His parents divorced when he was around nine. But if anything, that made his perspective on the world even broader. His father remarried to a tall blonde woman from the Pacific Northwest and he took Barrera along as his career carried him around the world.

"I’ve been a minority in Africa, because I was white. Or because I was Christian living in Indonesia, in a Muslim country. I've been called everything under the sun," he said. "I’ve been called a spic, a wetback, a beaner. I've been called a white monkey in Indonesia, all sorts of racial slurs. But I just don't dwell on it. To me, it's all just ignorance."

Barrera, who runs a Portland trading company, could have settled anywhere as an adult. He’s one of four brothers, and they all live on different continents.
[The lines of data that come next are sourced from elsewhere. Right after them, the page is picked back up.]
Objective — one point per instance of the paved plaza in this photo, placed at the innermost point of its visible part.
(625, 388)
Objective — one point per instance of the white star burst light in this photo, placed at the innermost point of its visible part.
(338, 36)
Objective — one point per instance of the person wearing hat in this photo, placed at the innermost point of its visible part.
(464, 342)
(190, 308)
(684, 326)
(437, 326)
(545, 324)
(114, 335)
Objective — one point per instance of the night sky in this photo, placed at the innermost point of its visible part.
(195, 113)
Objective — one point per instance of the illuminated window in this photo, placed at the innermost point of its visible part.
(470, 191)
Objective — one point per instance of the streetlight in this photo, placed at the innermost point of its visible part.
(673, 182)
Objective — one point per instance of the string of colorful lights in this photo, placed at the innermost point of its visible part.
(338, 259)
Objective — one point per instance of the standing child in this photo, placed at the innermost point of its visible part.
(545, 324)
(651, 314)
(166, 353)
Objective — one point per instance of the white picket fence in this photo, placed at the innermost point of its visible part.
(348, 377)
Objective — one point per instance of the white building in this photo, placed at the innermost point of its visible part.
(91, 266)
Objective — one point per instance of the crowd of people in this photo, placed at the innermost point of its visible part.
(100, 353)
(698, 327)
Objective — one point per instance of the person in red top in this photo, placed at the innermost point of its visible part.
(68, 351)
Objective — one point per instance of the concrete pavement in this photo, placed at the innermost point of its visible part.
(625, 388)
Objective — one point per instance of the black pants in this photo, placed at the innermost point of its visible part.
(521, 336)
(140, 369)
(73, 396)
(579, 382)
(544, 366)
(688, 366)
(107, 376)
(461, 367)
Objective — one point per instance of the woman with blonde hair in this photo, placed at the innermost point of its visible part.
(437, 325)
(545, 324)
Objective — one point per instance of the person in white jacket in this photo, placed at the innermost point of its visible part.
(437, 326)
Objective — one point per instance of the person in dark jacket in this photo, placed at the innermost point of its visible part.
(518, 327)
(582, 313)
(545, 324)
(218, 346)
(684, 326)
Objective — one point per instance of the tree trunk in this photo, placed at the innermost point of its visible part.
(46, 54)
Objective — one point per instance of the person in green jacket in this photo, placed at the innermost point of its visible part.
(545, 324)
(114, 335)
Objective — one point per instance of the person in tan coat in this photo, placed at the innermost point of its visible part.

"For all our faults in the U.S., I still think that we're more open about race in the states than a lot of countries care to admit," he said. "For example, if you were to go to Spain or Germany, they're getting a lot of immigrants now or over the last 20-30 years, but you will never look at a Moroccan or a West African in Spain, even though they have may have been there for generations and say, 'Well he's Spanish.'

"You look at the parliament in a lot of European nations, they're not very mixed. Look at our Congress, at least you're going to have Asians, Hispanics, African Americans, you’re going to have a better cross section representation. It might not be perfect, but it's better than a lot of other countries."

His travels have given Barrera a point of view that he admits is, in this age, weirdly optimistic when it comes to race.

"We have so much in this country, honestly. We're so wealthy, we're so rich. I just laugh," he said. "Until you've been to West Africa and seen how so much of the world’s population lives, or parts of Asia, or South America, you have no idea. Everything pales by comparison. We're fat, dumb and happy, we just don't realize it most of the time."